Embracing the right cloud services

by | Jul 5, 2021 | Business

A little over a decade ago, when I was early in my IT career, “going paperless” was a trend buzzing in the small business world. Leaders of document management tools proclaimed they would put an end to paper and toner expenses. Today, we continue to see many printers and the printed document is ubiquitous in most offices.

SSO

Years ago, we started hearing a lot about “going serverless.” A widespread misconception that surfaced from this shift was the idea that with the wave of a credit card at a few cloud services we could upload all our documents to the cloud and turn off our server forever. Unfortunately, going serverless is not always as simple, quick and affordable as it is marketed to be.

Do not get me wrong, going serverless is achievable and produces great results in most cases. When it is not feasible, the aim should be to reduce dependency on local servers as much as possible.
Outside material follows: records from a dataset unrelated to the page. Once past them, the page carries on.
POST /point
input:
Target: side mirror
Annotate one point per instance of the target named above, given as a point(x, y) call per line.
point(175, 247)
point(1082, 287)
Such dependency often causes problems like an internet outage at the office that results in every remote worker not being able to function. Or the server goes down preventing employees from printing, emailing, opening documents, or accessing accounting software. Problems like these can go away with Microsoft 365 hosted email, file storage and sharing and printing managed by a cloud service etc.

When making the shift towards a serverless business it is important to review the security measures you need to put in place. All too often cloud security is not taken seriously and not enough time and resources are allocated to the process. For most businesses the biggest area of neglect is data security. How do you ensure that data is securely stored and only accessible to the right people on the right devices?

Choosing the simplest and cheaper cloud solution is a mistake we witness again and again — a mistake that introduces big risks.

Often the cost of migrating to the cloud is compared to the past investment of server-based projects and server lifecycle costs. Deciding on price alone will create more problems down the road.

It is not comparing apples to apples and while going to the cloud reduces capital expenditures and some large costly projects, it is not necessarily cheaper and that is usually a good thing. The main reason for this is due to the result of having the best cloud services. Your cloud stack can do more than your on-premises server was doing. As a managed service provider, we can implement more mature security measures like multi-factor authentication. We can enable employees to work from anywhere where they have an internet connection and from nearly any device. Most importantly, we can secure the company data on those devices regardless of where they are.

A shift to the cloud can eliminate many little problems while introducing more functionality and more productivity. But we can only do so with the right cloud services.